Ben de sizler için özetleyeyim, farklı kültürlere olan doyumsuz bir merakı var. Erken gençlik döneminde kendisine söylediği bir sözü hatırlıyor "Bir gün Fransızca öğreneceğim." Zaman geçiyor ve bir gün gelip çatıyor. Kendisine, "Bir dil öğrenmek istiyordun, hadi başla." diyerek ve bu dili de hayali olan Fransızca seçerek başlıyor.
2 sene kafasını Fransa ve Fransızca ile bozuyor. Öyle ki, arkadaşları kendisine 'fransız' demeye başlıyor. İzlediği filmler, instagramda takip ettiği fransız influencer'lar, evine dekoratif olarak koyduğu Fransa'yı anımsatan objelerle hevesini daima canlı tutarak 2 sene sonunda Fransızca'da yetkin hale gelmekle kalmıyor, bir dili nasıl öğreneciğini de öğreniyor.
Sonrasında ise sırada öğreneceği diğer dillerin yolculuğuna çıkıyor.
Bu bir poliglot hikayesi evet. Ama hikayeler bir şeye kafayı bozmakla/kırmakla yazılıyor sanki.

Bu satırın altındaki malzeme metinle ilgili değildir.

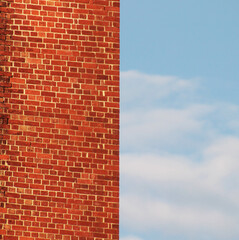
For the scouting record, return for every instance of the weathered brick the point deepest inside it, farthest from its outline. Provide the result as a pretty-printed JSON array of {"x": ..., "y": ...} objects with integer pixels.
[{"x": 59, "y": 118}]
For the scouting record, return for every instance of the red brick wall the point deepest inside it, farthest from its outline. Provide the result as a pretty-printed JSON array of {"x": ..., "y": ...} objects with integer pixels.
[{"x": 59, "y": 86}]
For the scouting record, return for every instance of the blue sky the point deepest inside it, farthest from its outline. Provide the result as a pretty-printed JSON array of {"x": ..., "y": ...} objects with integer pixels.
[{"x": 179, "y": 120}]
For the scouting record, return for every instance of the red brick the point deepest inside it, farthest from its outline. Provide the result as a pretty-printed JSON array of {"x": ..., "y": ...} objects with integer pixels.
[{"x": 61, "y": 119}]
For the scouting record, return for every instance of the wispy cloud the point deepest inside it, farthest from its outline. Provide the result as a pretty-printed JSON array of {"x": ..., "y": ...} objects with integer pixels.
[
  {"x": 140, "y": 90},
  {"x": 179, "y": 164}
]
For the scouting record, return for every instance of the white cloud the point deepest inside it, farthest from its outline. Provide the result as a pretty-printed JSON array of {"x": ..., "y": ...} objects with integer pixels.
[
  {"x": 177, "y": 195},
  {"x": 179, "y": 162},
  {"x": 163, "y": 128},
  {"x": 139, "y": 89}
]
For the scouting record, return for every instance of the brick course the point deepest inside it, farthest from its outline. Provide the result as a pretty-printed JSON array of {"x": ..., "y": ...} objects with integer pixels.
[{"x": 59, "y": 103}]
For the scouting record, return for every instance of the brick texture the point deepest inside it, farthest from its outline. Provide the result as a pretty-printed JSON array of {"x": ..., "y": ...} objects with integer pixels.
[{"x": 59, "y": 119}]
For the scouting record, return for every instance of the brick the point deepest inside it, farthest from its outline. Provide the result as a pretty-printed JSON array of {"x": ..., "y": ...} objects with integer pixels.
[{"x": 59, "y": 119}]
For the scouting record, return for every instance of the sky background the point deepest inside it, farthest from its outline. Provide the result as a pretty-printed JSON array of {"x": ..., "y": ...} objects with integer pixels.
[{"x": 179, "y": 120}]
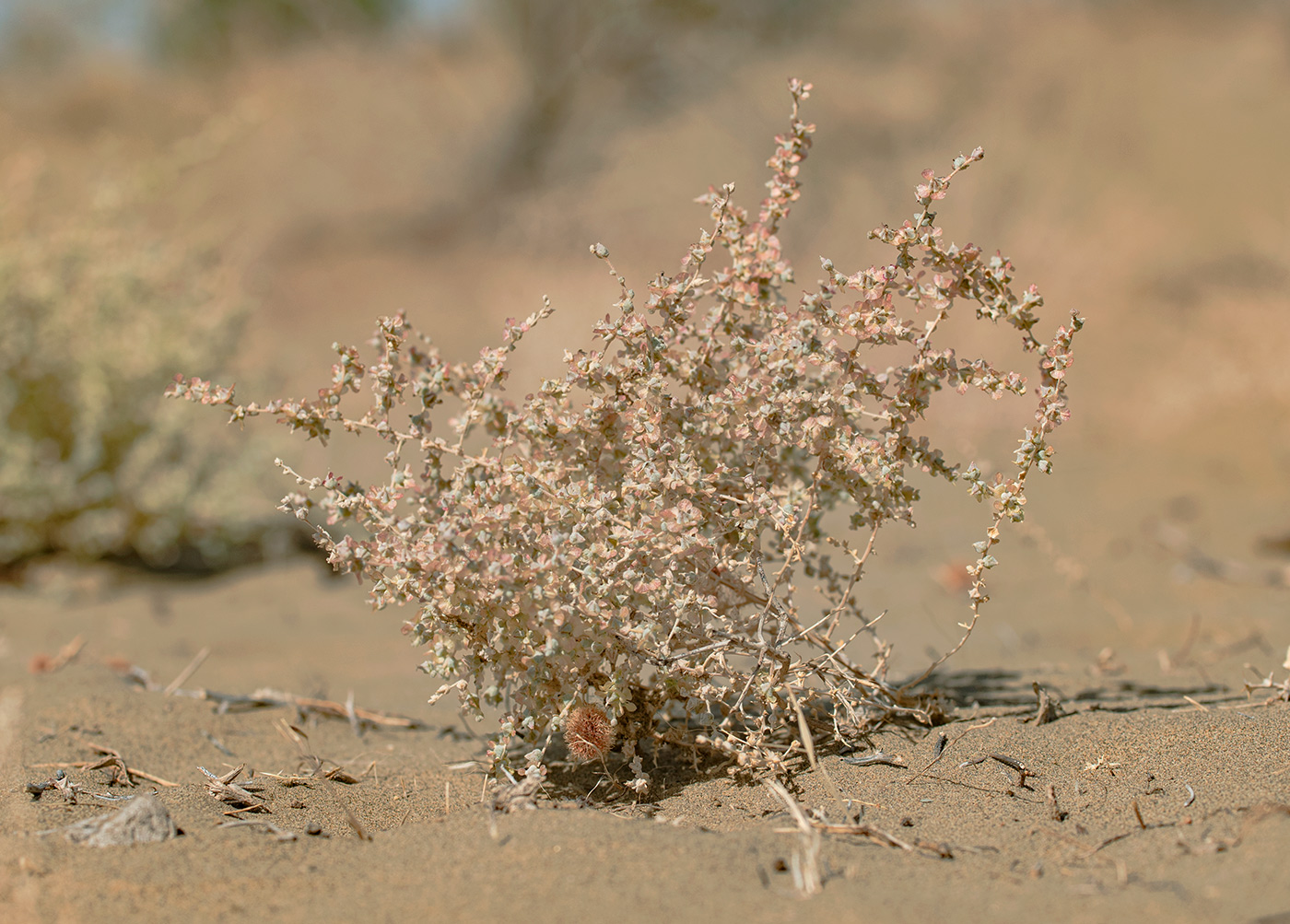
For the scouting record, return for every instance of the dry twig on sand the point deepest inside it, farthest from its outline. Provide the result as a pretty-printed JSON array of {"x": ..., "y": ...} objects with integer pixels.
[
  {"x": 239, "y": 797},
  {"x": 805, "y": 862},
  {"x": 271, "y": 698},
  {"x": 123, "y": 775},
  {"x": 279, "y": 833},
  {"x": 45, "y": 663}
]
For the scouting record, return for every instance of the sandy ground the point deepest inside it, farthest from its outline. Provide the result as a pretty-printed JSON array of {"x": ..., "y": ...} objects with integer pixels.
[
  {"x": 1128, "y": 150},
  {"x": 1209, "y": 775}
]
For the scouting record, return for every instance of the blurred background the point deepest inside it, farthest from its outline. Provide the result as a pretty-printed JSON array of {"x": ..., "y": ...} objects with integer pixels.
[{"x": 226, "y": 187}]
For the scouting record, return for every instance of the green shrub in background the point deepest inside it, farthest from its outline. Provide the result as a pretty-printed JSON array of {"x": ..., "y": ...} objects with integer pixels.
[{"x": 96, "y": 315}]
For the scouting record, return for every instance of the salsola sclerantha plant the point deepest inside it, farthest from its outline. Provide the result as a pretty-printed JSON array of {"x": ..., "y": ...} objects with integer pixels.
[{"x": 627, "y": 537}]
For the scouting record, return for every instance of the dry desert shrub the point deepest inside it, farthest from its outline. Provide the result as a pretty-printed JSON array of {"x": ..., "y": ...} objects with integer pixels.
[
  {"x": 627, "y": 541},
  {"x": 96, "y": 314}
]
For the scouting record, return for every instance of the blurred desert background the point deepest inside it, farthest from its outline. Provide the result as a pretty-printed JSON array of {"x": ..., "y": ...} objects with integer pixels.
[
  {"x": 309, "y": 167},
  {"x": 273, "y": 177}
]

Çünkü İclal, bir dili öğrenirken hayatını bu dilden ibaret yapıyor. Ders çalışmakla kalmıyor, bu dile maruz kalacak aktivitelerle haşır neşir oluyor. Tutkusunu ise paylaştıkça çoğalıyor, ya da en azından ben böyle hissediyorum 😊
Kendisini gönülden takdir ediyorum ve ilham olduğu için naçizane teşekkür ederim.
Böylesi örnekleri topladığım yazılarla bu seriye devam etmeyi planlıyorum.
Bir göz atmak isteyen İclal'i youtube'da "iclaliano" ismi ile bulabilir.
Sevgiyle kalın.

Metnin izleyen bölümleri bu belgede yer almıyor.